Newsflash: Cure for Fatness in the Elderly Discovered!

Apr 6, 2011 at 12:44 pm
And get on the damn Wii Fit.
And get on the damn Wii Fit.
And...it's diet and exercise. What a shock, right?

Researchers at Washington University published their findings in the March 31 issue of the New England Journal of Medicine. They placed 100 obese seniors between the ages of 65 and 85 into four groups: one on a reduced-calorie diet, one in which participants increased their exercise, one in which participants did both and a fourth in which they did neither.

All participants in the first three groups saw some weight loss. But, in a stunning development, the group that combined diet and exercise lost more weight.

They also made strides in improving their baseline physical fitness, as measured by the Physical Performance Test, a standardized measure of the ability to walk 50 feet, put on and take off a coat, stand from a chair and navigate stairs. The diet group improved 10 percent from their baselines, the exercise group improved 8 percent and the combiners improved 17 percent.

Older adults, who are fattening up at the same alarming rates as the rest of us, face the same demons when they carry extra chub around: heart disease, diabetes, and high blood pressure. But because they're aging and losing mobility, being overweight is even riskier for them and places them at higher risk of being unable to care for themselves.

"In older adults, obesity exacerbates declines in physical performance and leads to frailty, impaired quality of life and increases in nursing home admissions," says principal investigator Dennis T. Villareal, adjunct associate professor of medicine at Wash. U., in a press release.

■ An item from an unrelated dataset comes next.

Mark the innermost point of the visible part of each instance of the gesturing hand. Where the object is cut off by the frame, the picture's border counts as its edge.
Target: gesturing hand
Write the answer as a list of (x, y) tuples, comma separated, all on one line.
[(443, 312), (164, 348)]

There is some controversy over older people bothering to lose weight at all, the release notes. First off, often it's too late for Grandma by the time she's 70 and obese, to switch course suddenly and become a marathon runner. Also, when older people lose fat, they lose muscle and bone, too, which are important for mobility. But the study found that the diet-and-exercise group lost the least muscle and bone.

So even if Great Uncle Bart isn't planning on competing in an Ironman competition any time soon, it makes a lot of sense for him to watch what he eats and get a move on.